When it comes to the stages of grief, the students and faculty of 21st Century Academy seem to have arrived at acceptance.
After the Hamilton County Board of Education voted in March to close the K-12 school, many say they experienced shock, pain and anger, but at this point, there is nothing anyone can do.
"At first I was sad, but I'm still going to get to graduate. It's not going to be as comfortable, but I can handle it," said junior Delphine Westmoreland, who plans to attend either Brainerd High or Tyner Academy next year. "The majority of us are over it. We just have to accept it."
Along with six other 11th-grade girls, Ms. Westmoreland was to sing "I Believe I Can Fly" Friday night at the Tivoli Theatre during 21st Century's graduation - the last commencement ceremony in the history of the school.
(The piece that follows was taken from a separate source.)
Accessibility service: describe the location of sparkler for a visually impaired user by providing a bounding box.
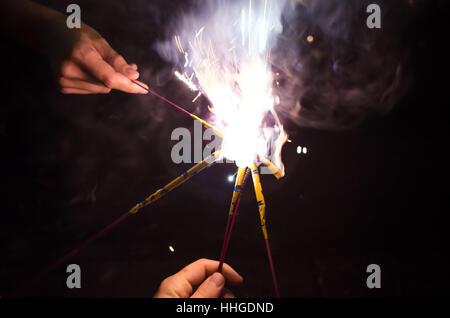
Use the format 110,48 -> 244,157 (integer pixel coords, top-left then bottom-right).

Even some of the seniors who have attended the school six to 12 years say that, at this point, it's just time to move on. The tiny school, with a graduating class of 24 students, provided a unique family atmosphere with lots of individual attention from teachers, the students say, but there is no going back.
"If we were in the 11th grade, we'd probably fight for the school a little harder," said senior Scott Avila, 17.
But principal Wendy Jung said she urged her students to stop fighting and instead celebrate the seniors' accomplishments during graduation. Six students were to give speeches or read poems Friday, and Ms. Jung said she encouraged them to remain positive, not bitter.
During graduation practice Thursday at the Tivoli, Ms. Jung showed her students how they would walk down the stage and shake school officials' hands before receiving their diplomas.
"You'll shake (school board Chairman) Kenny Smith's hand - if he shows up, we'll be polite," she said.
Mr. Smith, who represents 21st Century's district, voted with the majority of the school board to close the school.
One thing that has helped ease the fear of nongraduating students is the well-planned transitions to the schools that displaced 21st Century students will attend, Ms. Jung said. Administrators at Barger and Tyner academies have held ice cream socials and open houses and made incoming students feel welcomed, she said.
Most high schoolers at 21st Century will attend Tyner next year, and Saterria Heathington said the move to a brand-new school for her senior year will be tough.
"Numberwise, we're used to a little-bitty school," said the 16-year-old, who has only 30 classmates.
No matter the tone of Friday's graduation, the ceremony ended on a positive note as all students stood to sing the school's alma mater. Although they stumbled over some of the words during Thursday's practice, everyone seemed to be clear on the last two lines.
"21st Century, we pride ourselves in thee," they sang. "You have made a difference in our lives, oh 21st Century."